Job Creators vs. Lost Creators

I’m concerned this week on two fronts that are most often seen separately, although they are inexorably intertwined by an interdependence and mutual responsibility engendered by the nature of our democratic society. 

One, is the rhetorical keystone used by the radical right-wing Republicans that attempts to equate being rich with being a “job creator.”  It’s so patently misleading as to fall easily into the category of bamboozling.  This isn’t the first time Republicans have used this ruse to mislead the public. 

An article from September 2011 on Salon.com recalls that Republicans have been using it for years (even decades) to push a vision of capitalism in which those who most benefit from the system are most essential to its continued success.  As long ago as 1991, a Republican conservative, who just happens to be running currently for the Republican nomination for President, Newt Gingrich, characterized  Democratic opposition to a cut in the capital gains tax as evidence that liberals “hate job creators; they’re envious of job creators.  They want to punish job creators” and then he added that they “believe in class warfare.”  Sound familiar?

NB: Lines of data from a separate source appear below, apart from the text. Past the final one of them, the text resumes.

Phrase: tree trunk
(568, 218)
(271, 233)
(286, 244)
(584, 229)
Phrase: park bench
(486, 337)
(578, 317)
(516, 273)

Even more revealing is the debate over the 1993 Clinton budget plan, which aimed to cut the deficit by raising the top income tax rate.  Republicans fought this tooth and nail, but ended up losing on a tie-breaking vote by Vice-President Al Gore in the Senate.  Of course, one of their leaders at the time, Phil Gramm, made it plain that this was very unlikely to promote investment and job creation.  In fact, he invoked pretty much the whole world as believing it could not succeed.  Hindsight lets us see that higher taxes on the “job creators” did not create an obstacle to economic growth.  In fact, what resulted was economic growth for 116 consecutive months, the deficit cut by $290 billion, and a path established toward a balanced budget.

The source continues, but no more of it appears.